Reklama
Reklama

Takiej sensacji mało kto się spodziewał! Anita Lipnicka wróciła do Johna Portera?!

Anita Lipnicka (45 l.) i John Porter (69 l.) postanowili wrócić do siebie. Nie chodzi jednak o życie prywatne...

Duet Lipnicka&Porter szturmem zdobył listy przebojów w 2003 roku.  Ich pierwszy wspólny album - "Nieprzyzwoite piosenki" (posłuchaj hitu "Bones of Love"!) - pokrył się platyną, przez wiele tygodni pozostając w czołówce najlepiej sprzedających się płyt. 

Choć nikt nie spodziewał się tak ogromnego sukcesu komercyjnego, publiczność pokochała połączenie aksamitnego głosu Anity z rockową charyzmą Johna. 

Reklama

Sale wypełnione po brzegi, kolejne świetne wydawnictwa...

Aż pewnego dnia dowiedzieliśmy się, że muzycy postanowili swoje dalsze muzyczne ścieżki przemierzać samodzielnie. 

Zbiegło się to także z ich rozstaniem w życiu prywatnym. Dziś obydwoje układają sobie życie u boku innych partnerów, ale za sprawą wspólnej córki, wciąż mają ze sobą kontakt i żyją w poprawnych relacjach. 

Ostatnio Lipnicka zaskoczyła jednak informacją o tym, że wraca do Portera! 

Para zdecydowała się zagrać jeden wspólny koncert. 
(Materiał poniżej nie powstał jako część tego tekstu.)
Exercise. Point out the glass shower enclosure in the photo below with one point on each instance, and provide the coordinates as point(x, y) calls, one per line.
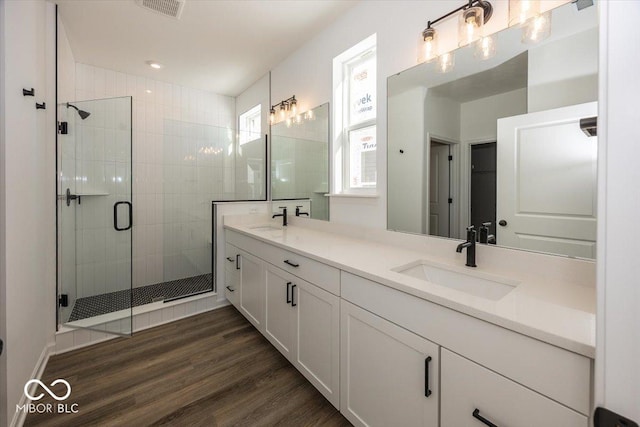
point(95, 215)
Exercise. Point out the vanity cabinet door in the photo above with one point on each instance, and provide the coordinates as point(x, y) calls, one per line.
point(252, 289)
point(317, 329)
point(231, 275)
point(470, 392)
point(280, 315)
point(389, 376)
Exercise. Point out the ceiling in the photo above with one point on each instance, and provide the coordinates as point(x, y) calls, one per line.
point(219, 46)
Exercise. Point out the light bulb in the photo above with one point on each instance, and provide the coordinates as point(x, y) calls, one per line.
point(428, 45)
point(520, 11)
point(538, 28)
point(486, 47)
point(470, 25)
point(445, 62)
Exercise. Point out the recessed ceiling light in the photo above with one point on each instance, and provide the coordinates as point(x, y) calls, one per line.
point(155, 65)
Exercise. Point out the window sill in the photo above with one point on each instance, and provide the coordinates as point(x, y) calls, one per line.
point(354, 195)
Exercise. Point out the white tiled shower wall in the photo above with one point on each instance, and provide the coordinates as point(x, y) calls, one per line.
point(182, 155)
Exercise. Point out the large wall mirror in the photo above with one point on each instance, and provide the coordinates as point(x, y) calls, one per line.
point(300, 163)
point(505, 143)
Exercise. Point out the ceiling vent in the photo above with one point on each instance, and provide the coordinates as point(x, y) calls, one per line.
point(171, 8)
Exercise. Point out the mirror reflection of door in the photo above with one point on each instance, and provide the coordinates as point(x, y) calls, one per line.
point(439, 189)
point(483, 185)
point(547, 171)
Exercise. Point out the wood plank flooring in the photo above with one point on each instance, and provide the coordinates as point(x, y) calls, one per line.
point(214, 369)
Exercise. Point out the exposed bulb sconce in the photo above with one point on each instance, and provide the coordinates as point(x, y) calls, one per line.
point(470, 25)
point(428, 49)
point(475, 13)
point(287, 109)
point(445, 62)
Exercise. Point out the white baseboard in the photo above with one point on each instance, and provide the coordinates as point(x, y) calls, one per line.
point(38, 370)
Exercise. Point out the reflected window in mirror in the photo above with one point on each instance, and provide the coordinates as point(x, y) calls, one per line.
point(300, 164)
point(519, 166)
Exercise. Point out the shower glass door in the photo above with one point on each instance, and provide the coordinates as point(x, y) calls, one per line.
point(95, 215)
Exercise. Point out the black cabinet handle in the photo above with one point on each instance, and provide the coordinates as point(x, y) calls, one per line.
point(476, 415)
point(115, 216)
point(427, 390)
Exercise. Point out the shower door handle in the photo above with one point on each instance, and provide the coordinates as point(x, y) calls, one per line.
point(115, 216)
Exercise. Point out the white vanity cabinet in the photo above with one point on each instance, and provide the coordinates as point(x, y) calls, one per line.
point(389, 376)
point(472, 395)
point(292, 307)
point(385, 357)
point(232, 274)
point(252, 289)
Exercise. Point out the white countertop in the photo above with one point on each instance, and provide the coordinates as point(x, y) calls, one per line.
point(561, 314)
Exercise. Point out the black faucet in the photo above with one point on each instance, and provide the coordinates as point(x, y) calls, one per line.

"Niektóre historie nie mają wyraźnego początku, ani zdecydowanego końca. Zawieszone w czasie i przestrzeni, trwają nieprzerwanie, zmieniając swoją naturę, swój kształt i nasycenie kolorów... Tak jest z moją relacją z Johnem Porterem. Znaliśmy się zanim świat poznał nas dzięki pierwszej płycie, i nadal utrzymujemy ciepłe kontakty, mimo że od lat nie gramy już w duecie.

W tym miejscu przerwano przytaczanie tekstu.